Simulation study of an optimized current matching for In0.39Ga0.61N/In0.57Ga0.43N/In0.74Ga0.26N triple-junction solar cells

This paper deals with the design and optimization of a triple-junction (TJ) solar cell using indium gallium nitride (InGaN) material. Two tunnel diodes are used to ensure connection between the different subcells.

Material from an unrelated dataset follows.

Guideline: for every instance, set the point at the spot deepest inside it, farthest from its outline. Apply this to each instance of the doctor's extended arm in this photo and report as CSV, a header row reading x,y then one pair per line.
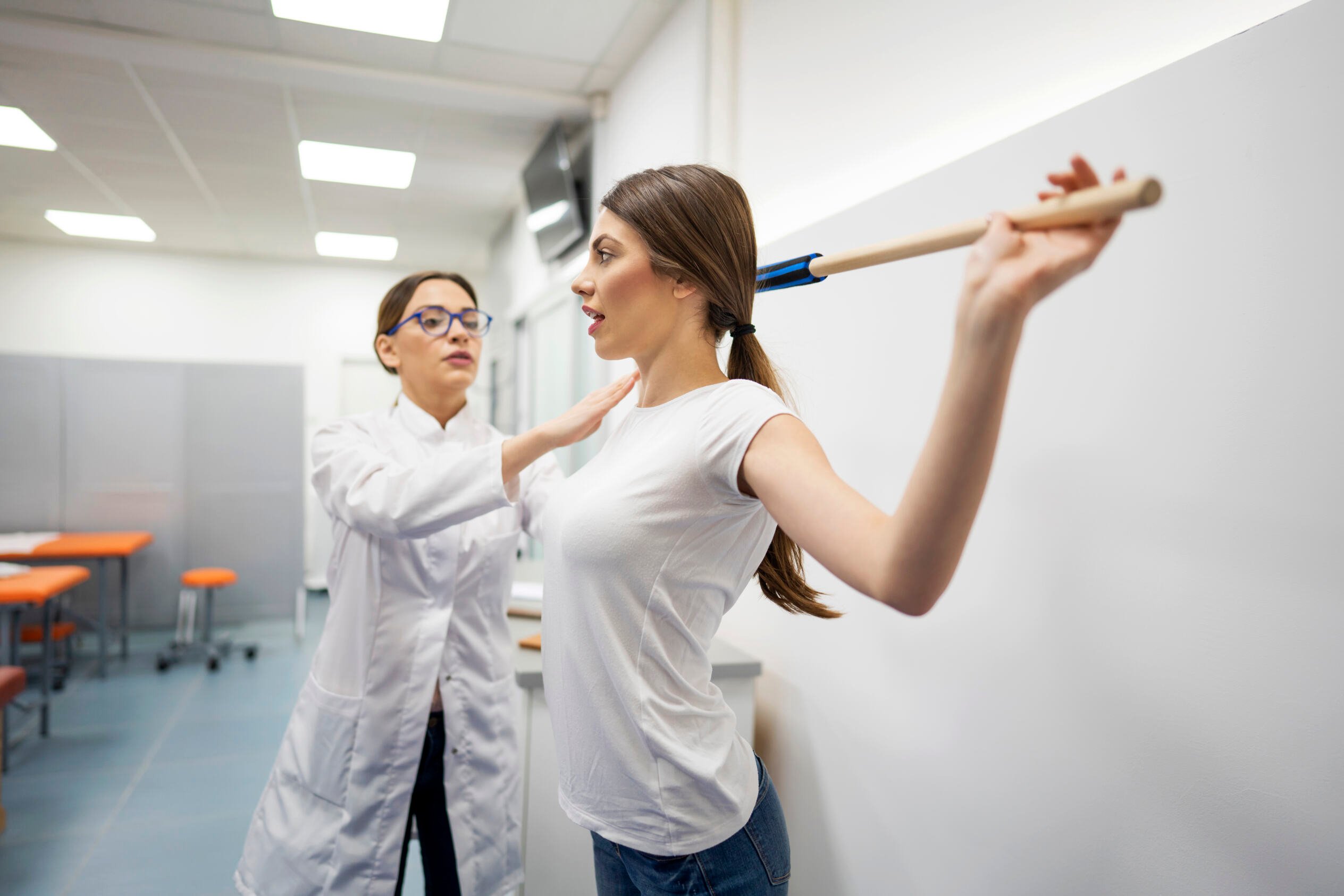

A comprehensive study is performed by means of 2D numerical simulations to locate the best bandgap combination that leads to an optimized current matching. During the simulations, the doping concentration and the base thickness are considered as fitting parameters for the top and the middle subcells. The In0.39Ga0.61N/In0.57Ga0.43N/In0.74Ga0.26N bandgap combination is supposed to be 2.02 eV/1.52 eV/1.13 eV. A high short-circuit current density (13.313 mA/cm2) is achieved by assuming a base thickness of 1 µm for each subcell and a p/n doping ratio of 5 × 1018 cm−3/5 × 1015 cm−3 in the top cell, 1.5 × 1019 cm−3/1.5 × 1016 cm−3 in the middle cell, and 7.5 × 1018 cm−3/7.5 × 1015 cm−3 in the bottom cell. The optimized structure has an improved open-circuit voltage (2.877 V), fill factor (83%), and conversion efficiency (33.11%).